If you’re unfamiliar with greek life, they run much like a political party. They recruit new members, show them a good time for 4 years, then continually ask for money so that they can continue to recruit new members.
These greek organizations need to take a look at the marvels of social networking for guidance as to how to organize themselves online. I’m not talking about creating a Facebook page or LinkedIn group, but actually structuring their national site like a social network. Barack Obama’s online community is a perfect example of how you can make local organizing easy while maintaining a national database of members. His my.barackobama.com is broken down by state so that voters can keep track of his national campaign while also seeing what’s going on in their state.
That same sort of system could connect local chapters to their national office and vice versa. There would be no need to republish basic facts like the tradition and history by each chapter. Events could be organized nationally and locally. Potential new members can view everything about an organization in one place. They could even connect with alumni in their area before leaving for college (yes greek recruitment starts before freshman move-in just like college sports). The single most requested item whenever I designed a greek website was pictures. Now they would all be in one place with the ability to make public or private.
The beauty of a system like this is its scalability. Remember how quickly Facebook spread from campus to campus and then to high schools and cities? Same concept. If a new chapter is founded, it has a brand new website set up instantly. Better still, the organization’s branding is maintained effortlessly! If someone (myself if I had the time and resources) could package a greek specific social network platform like Ning, they could go to each greek national organization and sell them the exact same product without any of the other organizations knowing it.
Here are a few examples of current national greek websites:
Pretty pathetic, huh? The guy in the DTD shirt isn’t even a delt! I know him from HS, guess he’s developing an acting career.
November 20th, 2008 at 10:44 am
saw you got an accenture offer on twitter, then saw this blog post.
online social networking isn’t a selling point. i’m yet to meet a hs senior who is going to say “oh cool! you have a site like facebook but with lots of old alumni!” nope…in the last 10 years it’s been, “what are you going to do for ME?”
the social networking site becomes useful after initiation, when you understand why you’d want to get to know the old guys at all. my national fraternity has a social site (think ning but private company with its own package). just on general observation the adoption rate is high considering the large number of 40+ alums. but it’s internal…and i doubt anyone who is not initiated really cares about it unless they want to try to sell something (in which case they’re not welcome).
response/discussion welcome.
November 20th, 2008 at 11:31 am
I agree it’s not a selling point and you are spot on with the “what are you going to do for me?”
Just having some general organization and branding could really help most of the greek world. Once they’re organized nationally and by chapter, real possibilities start to emerge.
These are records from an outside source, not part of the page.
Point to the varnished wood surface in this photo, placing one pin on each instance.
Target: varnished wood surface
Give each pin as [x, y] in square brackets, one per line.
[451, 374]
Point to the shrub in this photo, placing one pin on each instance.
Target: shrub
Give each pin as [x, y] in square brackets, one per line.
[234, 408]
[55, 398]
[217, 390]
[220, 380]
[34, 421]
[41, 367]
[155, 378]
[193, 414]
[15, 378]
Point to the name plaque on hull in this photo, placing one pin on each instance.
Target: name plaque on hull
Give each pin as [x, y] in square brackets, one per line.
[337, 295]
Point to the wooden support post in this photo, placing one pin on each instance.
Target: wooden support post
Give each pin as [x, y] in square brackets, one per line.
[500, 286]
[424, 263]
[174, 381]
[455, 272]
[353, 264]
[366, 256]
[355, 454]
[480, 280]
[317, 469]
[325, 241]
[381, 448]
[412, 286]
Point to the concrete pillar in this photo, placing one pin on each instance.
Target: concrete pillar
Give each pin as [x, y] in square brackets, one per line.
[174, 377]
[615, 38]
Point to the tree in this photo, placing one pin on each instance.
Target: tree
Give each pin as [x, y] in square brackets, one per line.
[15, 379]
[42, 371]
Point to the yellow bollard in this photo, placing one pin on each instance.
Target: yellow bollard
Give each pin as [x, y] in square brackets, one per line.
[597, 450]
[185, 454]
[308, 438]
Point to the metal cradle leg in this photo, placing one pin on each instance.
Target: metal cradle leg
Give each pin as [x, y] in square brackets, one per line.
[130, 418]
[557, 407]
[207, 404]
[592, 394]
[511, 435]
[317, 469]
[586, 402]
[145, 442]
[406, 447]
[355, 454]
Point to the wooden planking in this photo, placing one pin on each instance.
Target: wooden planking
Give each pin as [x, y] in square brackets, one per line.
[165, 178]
Members from different chapters can now connect, Alumni can easily keep tabs on what’s going on, and the whole organization runs smoother.
Social networking breeds social interaction! Alumni has extra tickets to an event? He can blast the closest chapter to offer them up (recruiting opportunity). Summertime and everyone is spread across the country? Members can get together effortlessly, and if they’re home, bring their little brother and friends who are off to State U come fall. Why should I join your frat? Look at all the events we do together and did you see in our side-bar that we offer some scholarship for new members? Why wouldn’t I want to join a place that has great activities, members from my hometown, and offer easy scholarships?
All that is because they have a great website that allows actives, alumni, and new members to interact. That’s what I was really trying to get at.
Thanks for the comment!
November 22nd, 2008 at 9:31 am
But social networking is also a great way to unofficially recruit, too. Just a thought.